En Tonalá, hay adultos que ya cumplieron los cuatro meses del curso de alfabetización y no han recibido la tarjeta bancaria donde se supone cobrarían su beca. Otros sí la recibieron, pero al revisar el saldo se encontraron con apenas mil pesos depositados, cuando el programa habla de un apoyo de cuatro mil.

La pregunta es inevitable: ¿qué pasó con los otros tres mil?

No se trata de una cifra menor. Para muchos beneficiarios estamos hablando del ingreso que les ayuda a completar la despensa, pagar medicamentos o cubrir gastos básicos. No son números en una hoja de Excel; son personas que confiaron en un programa oficial.

Y por si fuera poco, algunos asesores que participaron en el proyecto también tienen pendiente el apoyo que, según las reglas del propio programa, deben recibir por su labor.

Aquí es donde la responsabilidad ya no es abstracta. La dirección estatal de ICATECH, encabezada por César Espinosa, no puede escudarse en trámites ni en silencios administrativos. Cuando un programa social empieza a fallar en los pagos, la obligación mínima es dar la cara y explicar con claridad qué está ocurriendo.
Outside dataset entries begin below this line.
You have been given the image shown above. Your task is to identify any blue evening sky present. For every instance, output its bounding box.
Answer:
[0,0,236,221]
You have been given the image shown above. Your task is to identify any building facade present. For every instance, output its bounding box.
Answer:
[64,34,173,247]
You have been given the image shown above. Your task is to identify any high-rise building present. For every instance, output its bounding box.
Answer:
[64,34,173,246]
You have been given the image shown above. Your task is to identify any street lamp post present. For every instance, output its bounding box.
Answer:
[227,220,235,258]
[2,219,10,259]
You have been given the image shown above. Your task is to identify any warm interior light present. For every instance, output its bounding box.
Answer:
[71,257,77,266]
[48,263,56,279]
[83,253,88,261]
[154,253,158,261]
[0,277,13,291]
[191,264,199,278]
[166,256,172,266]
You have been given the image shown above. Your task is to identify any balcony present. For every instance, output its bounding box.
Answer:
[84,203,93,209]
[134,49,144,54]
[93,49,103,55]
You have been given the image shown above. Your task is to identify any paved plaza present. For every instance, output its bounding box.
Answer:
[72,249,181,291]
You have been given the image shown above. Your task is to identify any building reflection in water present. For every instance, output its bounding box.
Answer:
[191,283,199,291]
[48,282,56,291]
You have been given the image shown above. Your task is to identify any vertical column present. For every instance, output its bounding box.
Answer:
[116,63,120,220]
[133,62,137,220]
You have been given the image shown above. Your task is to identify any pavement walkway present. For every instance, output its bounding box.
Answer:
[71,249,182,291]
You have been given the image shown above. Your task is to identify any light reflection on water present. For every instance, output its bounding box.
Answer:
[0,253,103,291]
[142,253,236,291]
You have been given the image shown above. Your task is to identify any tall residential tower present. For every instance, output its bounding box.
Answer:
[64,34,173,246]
Y en el caso de ICATECH en Tonalá, el mutismo institucional no ayuda: lo que debería ser una gestión cercana a la gente hoy parece una ventanilla cerrada.

Porque cuando las respuestas no llegan, lo que sí llega es la sospecha.

Es justo reconocer que el gobernador Eduardo Ramírez Aguilar ha mostrado voluntad para impulsar programas sociales y enfrentar un rezago histórico como el analfabetismo. La intención de su gobierno es clara y positiva. Pero también es cierto que los programas no se evalúan por la intención, sino por los resultados.

Si “Chiapas Puede” quiere consolidarse como un proyecto serio de transformación, necesita algo más que buenas intenciones: necesita orden, claridad y cumplimiento puntual.

Porque erradicar el analfabetismo es una meta noble. Pero sostener la confianza ciudadana es igual de importante.

En Tonalá, la pregunta sigue vigente:
¿Dónde está el dinero que falta y quién va a dar la explicación que la gente merece?